In “The Law and the Israeli-Palestinian Conflict,” Stephen B. Presser, Chronicles’ legal-affairs editor and the Raoul Berger Professor of Legal History at Northwestern University, discusses the relevant parts of international law that pertain to the conflict and provides a detailed examination of the U.N. resolutions that underlie the peace process and of the various American proposals for a lasting solution, including President Bush’s “Road Map.”  While the Road Map seems dead in the water, Dr. Presser still sees signs of hope and a role for the White House: “If the United States is serious about spreading democracy in the Middle East, the Palestinian territories would be a more auspicious place to start than Iraq: There is a longer tradition of fairly open debate, and Palestinian politics is not dominated by ethnic divisions.”

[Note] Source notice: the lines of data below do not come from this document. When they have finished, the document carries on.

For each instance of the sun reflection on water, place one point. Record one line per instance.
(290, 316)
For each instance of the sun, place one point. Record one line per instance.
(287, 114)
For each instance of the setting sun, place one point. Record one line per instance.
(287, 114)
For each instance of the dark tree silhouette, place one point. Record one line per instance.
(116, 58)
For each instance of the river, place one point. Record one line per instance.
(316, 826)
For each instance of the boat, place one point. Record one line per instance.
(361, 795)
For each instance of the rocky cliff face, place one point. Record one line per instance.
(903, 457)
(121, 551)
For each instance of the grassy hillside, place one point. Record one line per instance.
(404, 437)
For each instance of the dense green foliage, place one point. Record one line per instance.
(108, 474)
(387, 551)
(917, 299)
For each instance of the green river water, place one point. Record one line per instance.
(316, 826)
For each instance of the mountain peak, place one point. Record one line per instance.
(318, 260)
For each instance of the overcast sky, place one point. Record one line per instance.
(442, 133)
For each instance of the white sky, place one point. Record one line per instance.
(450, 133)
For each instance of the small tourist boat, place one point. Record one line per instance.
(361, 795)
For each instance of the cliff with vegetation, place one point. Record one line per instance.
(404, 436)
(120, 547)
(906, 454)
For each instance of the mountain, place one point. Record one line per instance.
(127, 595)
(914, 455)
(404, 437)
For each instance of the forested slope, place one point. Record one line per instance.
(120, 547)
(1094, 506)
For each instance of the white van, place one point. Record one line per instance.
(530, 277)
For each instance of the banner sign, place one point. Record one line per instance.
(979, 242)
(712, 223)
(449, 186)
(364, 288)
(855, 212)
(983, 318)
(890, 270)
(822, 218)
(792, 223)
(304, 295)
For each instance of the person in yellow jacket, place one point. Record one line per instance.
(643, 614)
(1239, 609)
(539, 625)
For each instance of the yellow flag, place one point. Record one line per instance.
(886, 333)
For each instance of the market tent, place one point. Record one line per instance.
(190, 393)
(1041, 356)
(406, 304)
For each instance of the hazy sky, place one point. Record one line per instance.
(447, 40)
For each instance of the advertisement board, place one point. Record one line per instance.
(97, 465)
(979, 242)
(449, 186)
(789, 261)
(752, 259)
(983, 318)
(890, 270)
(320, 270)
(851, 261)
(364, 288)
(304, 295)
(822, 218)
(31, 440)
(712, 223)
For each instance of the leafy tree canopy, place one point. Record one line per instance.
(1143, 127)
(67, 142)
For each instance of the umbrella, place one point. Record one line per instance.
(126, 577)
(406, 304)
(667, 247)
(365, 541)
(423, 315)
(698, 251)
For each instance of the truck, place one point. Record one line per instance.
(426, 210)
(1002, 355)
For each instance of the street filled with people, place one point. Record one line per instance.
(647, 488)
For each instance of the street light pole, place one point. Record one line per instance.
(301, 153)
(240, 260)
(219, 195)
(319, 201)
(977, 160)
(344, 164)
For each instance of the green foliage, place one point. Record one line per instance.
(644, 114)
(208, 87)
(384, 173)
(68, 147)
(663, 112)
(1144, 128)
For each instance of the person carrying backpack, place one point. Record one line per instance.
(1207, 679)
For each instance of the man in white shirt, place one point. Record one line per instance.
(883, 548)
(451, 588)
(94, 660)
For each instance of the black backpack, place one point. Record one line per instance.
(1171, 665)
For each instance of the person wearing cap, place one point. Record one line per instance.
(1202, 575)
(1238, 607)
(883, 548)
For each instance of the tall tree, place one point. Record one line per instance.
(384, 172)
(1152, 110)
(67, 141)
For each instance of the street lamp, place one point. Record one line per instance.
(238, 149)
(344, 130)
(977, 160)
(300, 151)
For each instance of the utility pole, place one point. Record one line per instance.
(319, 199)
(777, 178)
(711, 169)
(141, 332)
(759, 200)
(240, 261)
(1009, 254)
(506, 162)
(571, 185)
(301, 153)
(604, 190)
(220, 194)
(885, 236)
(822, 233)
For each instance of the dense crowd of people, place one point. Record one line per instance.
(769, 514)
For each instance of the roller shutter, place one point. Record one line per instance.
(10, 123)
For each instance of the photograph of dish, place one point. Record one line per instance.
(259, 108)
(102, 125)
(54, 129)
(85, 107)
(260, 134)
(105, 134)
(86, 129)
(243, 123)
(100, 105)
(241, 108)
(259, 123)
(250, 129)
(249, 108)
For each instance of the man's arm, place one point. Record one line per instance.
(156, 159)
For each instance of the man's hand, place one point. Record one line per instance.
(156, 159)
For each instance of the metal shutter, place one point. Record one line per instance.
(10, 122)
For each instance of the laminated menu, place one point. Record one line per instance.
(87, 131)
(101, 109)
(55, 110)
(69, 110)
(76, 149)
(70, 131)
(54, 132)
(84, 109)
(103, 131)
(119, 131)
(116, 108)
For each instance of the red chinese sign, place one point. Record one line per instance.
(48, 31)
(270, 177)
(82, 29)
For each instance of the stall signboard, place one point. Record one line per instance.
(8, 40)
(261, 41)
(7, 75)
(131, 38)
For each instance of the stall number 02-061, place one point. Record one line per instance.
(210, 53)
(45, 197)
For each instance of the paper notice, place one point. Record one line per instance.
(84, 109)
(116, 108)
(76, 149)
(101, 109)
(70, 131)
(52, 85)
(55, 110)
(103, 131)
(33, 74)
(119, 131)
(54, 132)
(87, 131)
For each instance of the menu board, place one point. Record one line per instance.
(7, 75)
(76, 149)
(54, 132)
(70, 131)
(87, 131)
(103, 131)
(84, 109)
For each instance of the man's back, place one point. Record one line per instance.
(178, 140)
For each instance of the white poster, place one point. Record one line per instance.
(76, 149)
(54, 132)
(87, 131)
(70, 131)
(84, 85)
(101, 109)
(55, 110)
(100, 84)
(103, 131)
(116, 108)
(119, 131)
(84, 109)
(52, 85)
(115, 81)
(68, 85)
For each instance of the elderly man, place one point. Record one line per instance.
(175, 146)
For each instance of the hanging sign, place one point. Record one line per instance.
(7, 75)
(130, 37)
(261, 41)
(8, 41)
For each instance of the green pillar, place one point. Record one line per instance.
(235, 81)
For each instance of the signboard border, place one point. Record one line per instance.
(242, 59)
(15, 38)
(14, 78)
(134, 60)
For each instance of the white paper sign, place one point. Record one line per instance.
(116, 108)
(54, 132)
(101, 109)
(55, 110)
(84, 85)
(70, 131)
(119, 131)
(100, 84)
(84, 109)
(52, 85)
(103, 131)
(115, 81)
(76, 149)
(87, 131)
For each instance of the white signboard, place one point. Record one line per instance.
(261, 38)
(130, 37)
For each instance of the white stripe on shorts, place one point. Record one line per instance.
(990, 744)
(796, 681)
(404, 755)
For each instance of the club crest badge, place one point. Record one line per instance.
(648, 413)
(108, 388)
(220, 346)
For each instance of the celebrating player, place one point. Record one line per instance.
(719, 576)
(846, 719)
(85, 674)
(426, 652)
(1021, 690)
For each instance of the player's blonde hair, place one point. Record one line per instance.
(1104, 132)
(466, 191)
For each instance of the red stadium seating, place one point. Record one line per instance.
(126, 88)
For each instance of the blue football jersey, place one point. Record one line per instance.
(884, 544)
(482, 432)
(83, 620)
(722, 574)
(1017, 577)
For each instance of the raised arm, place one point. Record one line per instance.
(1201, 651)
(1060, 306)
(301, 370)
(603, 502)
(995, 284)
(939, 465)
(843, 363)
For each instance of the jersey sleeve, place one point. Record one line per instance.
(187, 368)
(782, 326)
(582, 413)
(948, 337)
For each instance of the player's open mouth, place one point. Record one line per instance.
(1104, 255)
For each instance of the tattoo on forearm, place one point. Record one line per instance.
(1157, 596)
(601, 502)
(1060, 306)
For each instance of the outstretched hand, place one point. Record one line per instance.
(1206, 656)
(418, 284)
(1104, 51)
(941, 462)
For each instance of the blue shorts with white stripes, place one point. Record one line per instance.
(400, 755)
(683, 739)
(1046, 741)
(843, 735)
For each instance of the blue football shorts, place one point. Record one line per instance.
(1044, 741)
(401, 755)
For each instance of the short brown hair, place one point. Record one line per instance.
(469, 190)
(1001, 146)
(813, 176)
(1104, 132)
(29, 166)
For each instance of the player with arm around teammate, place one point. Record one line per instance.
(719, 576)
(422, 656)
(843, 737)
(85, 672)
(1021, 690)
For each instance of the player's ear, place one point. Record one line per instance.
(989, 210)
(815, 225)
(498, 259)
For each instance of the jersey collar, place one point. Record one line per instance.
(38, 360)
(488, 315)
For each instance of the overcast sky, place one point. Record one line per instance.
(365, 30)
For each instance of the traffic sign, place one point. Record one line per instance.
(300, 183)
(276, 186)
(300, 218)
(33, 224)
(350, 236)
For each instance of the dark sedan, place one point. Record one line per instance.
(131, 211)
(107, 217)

The final chapter, “Israel and the United States: Leading Parallel Lives, Making Similar Mistakes” is an expanded version of the article in this issue by Ivan Eland, the director of the Center on Peace and Liberty at the Independent Institute and a former principal defense analyst for the Congressional Budget Office.  Picking up Doug Bandow’s theme, Dr. Eland explains how American disengagement from the Israeli-Palestinian conflict would benefit both Israel and the United States and would allow America to pursue the War on Terror more effectively.

Peace in the Promised Land will also feature several color maps of the region, a timetable covering the last 30 years of the conflict, the text of the Geneva Accords, and a select bibliography that goes well beyond the normal policy studies and news reports to provide the inquisitive reader with a more complete picture of the cultural roots of this conflict.  For those who truly want to see this conflict resolved in a way that serves the American interest, Peace in the Promised Land: A Realist Scenario is required reading.